A review by lory_enterenchanted
I Don't Want to Talk about It: Overcoming the Secret Legacy of Male Depression by Terrence Real

challenging emotional hopeful informative inspiring reflective medium-paced

5.0

Reviews and more on my blog: Entering the Enchanted Castle

Reread this in 2022, three years after my first read. At that time it was an eye-opening introduction to the concept of covert male depression, something I had encountered in family members, colleagues, and even been seeing in action on the world stage without understanding what I was experiencing. The book is extremely helpful in identifying the dysfunction that plagues so many men and in articulating a path toward healing.

This path can only begin when an individual man himself decides to stop the cycle begun by relational trauma, and go a different way, a way of facing his condition rather than running from it and covering it up with addictive defenses. We can't legislate or force such a decision. But only if enough men make it -- as the inspiring stories in the book show that many men are capable of doing -- can our world survive, in my opinion. Among all the crises clamoring for our attention, this is THE central crisis. The others all stem from this one, especially from the addictive defenses with which men combat their depression. 

During this reread I really longed for some discussion of how covert depression also affects and presents in women. Women may be more prone to overt depression, which is a more obviously disturbing, but ironically probably less dangerous form of the disease -- because it has come out into the open and there is at least a chance of seeking help. However, women are also highly prone to covert depression as well, and I suffered from it for many years. 

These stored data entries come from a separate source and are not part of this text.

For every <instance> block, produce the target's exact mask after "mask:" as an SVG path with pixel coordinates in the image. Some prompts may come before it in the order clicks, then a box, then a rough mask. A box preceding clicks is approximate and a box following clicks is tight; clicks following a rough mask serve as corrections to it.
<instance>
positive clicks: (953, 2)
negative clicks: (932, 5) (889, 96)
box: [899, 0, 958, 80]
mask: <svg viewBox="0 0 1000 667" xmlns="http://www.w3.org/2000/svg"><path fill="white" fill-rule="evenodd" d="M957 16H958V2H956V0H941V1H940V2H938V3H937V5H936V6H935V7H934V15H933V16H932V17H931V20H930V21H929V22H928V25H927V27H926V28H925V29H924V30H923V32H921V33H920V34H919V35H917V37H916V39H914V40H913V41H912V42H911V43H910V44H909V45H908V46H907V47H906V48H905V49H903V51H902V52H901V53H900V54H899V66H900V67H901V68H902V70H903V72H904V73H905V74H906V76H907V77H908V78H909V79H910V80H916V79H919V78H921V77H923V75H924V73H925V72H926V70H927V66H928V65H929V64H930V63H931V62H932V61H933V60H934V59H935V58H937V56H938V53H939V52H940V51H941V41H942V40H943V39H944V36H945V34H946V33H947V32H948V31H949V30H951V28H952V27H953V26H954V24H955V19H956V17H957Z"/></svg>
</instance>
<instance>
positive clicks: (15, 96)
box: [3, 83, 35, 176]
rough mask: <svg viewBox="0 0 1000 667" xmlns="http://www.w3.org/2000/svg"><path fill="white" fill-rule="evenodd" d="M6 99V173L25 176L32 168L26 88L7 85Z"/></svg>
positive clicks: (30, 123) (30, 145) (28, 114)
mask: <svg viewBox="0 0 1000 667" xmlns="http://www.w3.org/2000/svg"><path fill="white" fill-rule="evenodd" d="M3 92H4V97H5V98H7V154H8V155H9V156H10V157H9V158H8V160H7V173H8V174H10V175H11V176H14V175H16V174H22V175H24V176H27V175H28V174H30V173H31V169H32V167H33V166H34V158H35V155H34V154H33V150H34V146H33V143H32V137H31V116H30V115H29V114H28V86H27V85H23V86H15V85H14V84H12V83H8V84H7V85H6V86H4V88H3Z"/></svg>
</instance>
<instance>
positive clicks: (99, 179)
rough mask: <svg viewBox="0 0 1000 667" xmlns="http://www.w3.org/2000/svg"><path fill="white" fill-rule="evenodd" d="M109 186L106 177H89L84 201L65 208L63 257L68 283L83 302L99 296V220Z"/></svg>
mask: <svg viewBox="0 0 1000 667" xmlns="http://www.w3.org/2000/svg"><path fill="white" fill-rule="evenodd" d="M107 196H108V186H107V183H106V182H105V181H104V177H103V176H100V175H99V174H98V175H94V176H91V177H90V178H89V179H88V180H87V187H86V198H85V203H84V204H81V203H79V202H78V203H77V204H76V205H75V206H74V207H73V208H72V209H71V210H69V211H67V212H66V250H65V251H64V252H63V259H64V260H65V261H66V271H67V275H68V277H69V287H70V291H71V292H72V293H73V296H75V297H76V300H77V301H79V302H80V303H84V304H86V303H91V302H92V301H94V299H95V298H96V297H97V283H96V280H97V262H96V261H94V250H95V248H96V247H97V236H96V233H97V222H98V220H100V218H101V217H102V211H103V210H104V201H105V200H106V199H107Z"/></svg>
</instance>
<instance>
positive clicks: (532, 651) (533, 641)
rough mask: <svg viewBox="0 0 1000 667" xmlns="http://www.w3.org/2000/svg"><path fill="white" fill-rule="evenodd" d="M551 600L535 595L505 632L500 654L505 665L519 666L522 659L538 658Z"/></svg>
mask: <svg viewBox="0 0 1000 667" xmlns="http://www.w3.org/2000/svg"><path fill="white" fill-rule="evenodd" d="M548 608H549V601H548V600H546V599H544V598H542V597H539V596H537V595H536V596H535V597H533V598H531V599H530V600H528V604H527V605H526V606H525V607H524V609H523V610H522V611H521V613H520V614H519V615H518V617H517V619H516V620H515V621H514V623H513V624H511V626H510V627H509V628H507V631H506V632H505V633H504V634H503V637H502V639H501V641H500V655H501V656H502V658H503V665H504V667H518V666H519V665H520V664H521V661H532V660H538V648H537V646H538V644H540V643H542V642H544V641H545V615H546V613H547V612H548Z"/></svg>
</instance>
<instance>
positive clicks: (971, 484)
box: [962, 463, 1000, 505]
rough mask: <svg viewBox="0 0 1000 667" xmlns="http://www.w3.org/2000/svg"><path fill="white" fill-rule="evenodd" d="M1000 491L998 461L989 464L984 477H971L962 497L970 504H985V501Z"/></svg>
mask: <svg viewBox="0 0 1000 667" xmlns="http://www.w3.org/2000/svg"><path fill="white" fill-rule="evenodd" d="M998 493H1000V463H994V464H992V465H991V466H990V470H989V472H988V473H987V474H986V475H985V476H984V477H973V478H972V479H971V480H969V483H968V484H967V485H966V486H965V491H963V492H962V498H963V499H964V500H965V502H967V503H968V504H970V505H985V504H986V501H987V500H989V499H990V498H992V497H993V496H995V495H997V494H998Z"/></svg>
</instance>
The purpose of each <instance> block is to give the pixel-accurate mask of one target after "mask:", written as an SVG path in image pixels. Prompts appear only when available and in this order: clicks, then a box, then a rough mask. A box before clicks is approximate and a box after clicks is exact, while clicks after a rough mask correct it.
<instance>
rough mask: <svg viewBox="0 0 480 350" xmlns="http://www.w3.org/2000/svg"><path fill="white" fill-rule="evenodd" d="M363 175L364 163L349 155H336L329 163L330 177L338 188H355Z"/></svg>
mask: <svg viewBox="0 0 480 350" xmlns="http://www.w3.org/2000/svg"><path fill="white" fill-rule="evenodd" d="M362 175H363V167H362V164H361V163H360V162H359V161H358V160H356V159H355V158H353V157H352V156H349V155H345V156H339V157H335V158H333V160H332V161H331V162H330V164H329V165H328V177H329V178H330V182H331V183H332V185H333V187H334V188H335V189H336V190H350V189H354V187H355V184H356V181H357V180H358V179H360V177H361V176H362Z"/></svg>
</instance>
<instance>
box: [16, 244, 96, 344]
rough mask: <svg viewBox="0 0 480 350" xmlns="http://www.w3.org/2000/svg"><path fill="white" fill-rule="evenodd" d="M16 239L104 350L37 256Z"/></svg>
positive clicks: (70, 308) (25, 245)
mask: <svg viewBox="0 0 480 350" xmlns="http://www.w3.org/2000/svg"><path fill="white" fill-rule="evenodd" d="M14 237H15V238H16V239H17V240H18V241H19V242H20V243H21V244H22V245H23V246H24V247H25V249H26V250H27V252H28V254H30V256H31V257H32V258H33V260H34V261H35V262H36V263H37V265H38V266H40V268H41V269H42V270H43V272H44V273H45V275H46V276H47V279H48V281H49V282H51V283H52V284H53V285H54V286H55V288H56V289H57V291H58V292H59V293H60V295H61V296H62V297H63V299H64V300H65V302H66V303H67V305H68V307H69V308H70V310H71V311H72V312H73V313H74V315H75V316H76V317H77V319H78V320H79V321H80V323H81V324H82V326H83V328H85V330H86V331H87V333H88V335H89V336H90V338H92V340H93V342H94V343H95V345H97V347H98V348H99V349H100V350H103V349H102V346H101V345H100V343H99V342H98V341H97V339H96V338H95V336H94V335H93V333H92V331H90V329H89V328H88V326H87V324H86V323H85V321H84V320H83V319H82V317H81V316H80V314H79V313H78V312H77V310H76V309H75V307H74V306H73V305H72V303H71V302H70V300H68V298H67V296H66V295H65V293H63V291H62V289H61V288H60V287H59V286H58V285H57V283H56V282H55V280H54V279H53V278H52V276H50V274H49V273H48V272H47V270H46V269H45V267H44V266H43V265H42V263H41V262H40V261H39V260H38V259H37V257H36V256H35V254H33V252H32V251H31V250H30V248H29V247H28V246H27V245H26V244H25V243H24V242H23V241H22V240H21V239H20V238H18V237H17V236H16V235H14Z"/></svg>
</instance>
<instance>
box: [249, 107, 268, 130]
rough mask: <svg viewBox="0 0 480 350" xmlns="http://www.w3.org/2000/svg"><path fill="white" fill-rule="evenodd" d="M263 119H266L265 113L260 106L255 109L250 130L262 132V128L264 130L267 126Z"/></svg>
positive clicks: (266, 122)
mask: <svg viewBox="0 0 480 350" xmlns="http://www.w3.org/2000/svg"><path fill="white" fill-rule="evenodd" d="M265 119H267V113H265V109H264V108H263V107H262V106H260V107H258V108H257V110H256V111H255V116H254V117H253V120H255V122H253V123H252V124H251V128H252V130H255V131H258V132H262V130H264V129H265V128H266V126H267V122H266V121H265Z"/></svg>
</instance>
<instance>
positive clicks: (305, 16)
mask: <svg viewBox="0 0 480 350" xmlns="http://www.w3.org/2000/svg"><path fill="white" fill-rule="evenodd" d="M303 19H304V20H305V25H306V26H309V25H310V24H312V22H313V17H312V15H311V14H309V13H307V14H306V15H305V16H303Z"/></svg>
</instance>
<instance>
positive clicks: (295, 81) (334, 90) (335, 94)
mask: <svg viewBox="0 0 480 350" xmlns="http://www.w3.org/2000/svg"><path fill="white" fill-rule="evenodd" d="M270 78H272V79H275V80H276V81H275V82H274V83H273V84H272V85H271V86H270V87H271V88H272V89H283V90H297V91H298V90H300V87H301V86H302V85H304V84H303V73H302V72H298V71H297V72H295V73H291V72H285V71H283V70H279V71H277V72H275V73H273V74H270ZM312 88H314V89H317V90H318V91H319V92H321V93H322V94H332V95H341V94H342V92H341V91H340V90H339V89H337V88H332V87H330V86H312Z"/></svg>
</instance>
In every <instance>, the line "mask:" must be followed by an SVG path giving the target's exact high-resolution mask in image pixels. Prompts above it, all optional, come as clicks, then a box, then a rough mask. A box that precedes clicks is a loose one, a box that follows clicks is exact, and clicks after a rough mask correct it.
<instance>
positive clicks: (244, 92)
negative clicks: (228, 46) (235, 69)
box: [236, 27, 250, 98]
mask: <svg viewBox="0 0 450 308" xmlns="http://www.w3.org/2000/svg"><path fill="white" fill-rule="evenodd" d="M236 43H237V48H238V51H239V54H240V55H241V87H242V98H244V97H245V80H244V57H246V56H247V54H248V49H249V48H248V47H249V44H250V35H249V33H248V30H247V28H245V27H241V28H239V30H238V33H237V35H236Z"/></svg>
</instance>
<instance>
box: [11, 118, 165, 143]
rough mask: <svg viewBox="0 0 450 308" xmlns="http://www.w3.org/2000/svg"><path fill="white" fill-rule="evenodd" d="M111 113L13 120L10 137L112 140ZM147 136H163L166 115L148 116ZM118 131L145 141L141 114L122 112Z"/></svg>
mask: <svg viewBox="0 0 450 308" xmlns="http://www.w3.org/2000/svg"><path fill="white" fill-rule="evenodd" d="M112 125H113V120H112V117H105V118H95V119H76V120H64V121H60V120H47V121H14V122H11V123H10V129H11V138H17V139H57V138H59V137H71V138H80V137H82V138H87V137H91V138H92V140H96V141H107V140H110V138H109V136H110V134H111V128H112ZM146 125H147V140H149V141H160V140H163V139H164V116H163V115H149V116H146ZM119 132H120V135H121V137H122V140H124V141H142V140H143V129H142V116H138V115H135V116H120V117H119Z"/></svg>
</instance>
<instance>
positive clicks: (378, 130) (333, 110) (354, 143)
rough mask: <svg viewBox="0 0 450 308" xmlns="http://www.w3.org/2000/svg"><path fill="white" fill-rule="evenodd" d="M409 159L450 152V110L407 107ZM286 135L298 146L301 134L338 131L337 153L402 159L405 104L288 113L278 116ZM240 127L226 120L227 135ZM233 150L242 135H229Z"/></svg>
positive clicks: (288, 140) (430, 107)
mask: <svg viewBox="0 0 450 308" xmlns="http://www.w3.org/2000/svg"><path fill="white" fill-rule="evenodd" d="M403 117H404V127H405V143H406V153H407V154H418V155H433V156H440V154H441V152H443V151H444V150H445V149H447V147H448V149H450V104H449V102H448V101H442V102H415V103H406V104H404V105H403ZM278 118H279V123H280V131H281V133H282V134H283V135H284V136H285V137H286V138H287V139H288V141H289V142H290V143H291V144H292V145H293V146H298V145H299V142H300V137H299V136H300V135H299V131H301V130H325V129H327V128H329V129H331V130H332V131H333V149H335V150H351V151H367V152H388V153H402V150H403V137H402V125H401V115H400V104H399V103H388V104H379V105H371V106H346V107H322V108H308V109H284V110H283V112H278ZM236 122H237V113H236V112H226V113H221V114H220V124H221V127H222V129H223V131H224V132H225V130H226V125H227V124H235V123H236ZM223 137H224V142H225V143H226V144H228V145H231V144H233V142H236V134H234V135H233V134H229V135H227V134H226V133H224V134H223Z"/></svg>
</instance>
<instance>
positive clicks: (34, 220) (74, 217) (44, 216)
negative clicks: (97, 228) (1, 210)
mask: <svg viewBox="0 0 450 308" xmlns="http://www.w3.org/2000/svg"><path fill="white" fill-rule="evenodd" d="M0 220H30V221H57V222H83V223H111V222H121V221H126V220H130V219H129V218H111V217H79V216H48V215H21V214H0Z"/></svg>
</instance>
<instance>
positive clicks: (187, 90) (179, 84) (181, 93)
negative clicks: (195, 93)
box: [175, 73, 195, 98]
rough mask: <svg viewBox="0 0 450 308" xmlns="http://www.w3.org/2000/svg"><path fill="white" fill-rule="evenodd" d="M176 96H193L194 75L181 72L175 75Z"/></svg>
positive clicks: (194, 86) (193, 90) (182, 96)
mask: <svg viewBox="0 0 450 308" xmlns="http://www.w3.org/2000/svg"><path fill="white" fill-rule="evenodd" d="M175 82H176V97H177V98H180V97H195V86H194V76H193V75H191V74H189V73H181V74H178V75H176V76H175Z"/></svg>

Real describes depression as a disease of "carried emotions," emotions generally carried over from a dysfunctional parenting relationship, and I started to wonder about this in relation to the gender gap. Far from being a "women's disease," as it's often considered, depression may be in fact a men's disease that women frequently end up carrying for the men in their lives, covertly or overtly. Men have trouble naming, cognizing, and processing emotional experience, but they are not less emotionally needy than women -- if anything, they are more needy than women. Maybe their depression infects the women around them, who have more innate tools for dealing with emotional issues. And their presentation of overt depression may at least sometimes be a cry for help on the behalf of those who are too emotionally shut-down and repressed to do it themselves.

Unfortunately this often does not lead to the healing of the real, root problem, which is fundamentally one of failure to protect and nurture the fragile human core. Without awareness of what is going on, this failure gets transmitted unconsciously down the generations, and continues to compound and be strengthened. Those who present overt symptoms can end up scapegoated by others who don't want to fully confront the issues, while others with more covert symptoms are discouraged from revealing and releasing their pain. I feel as though that is what has happened in my family.

But I don't want to be one of the deniers any more. I really want to wake up now, and break the cycle of depression in my own family, and I appreciate books like this that are helping me. It is not about blaming anyone, but about uncovering unconscious patterns that have been controlling our behavior and harming everyone they touch. There is so much work to be done, but it is a source of hope to have a new orientation towards the problem.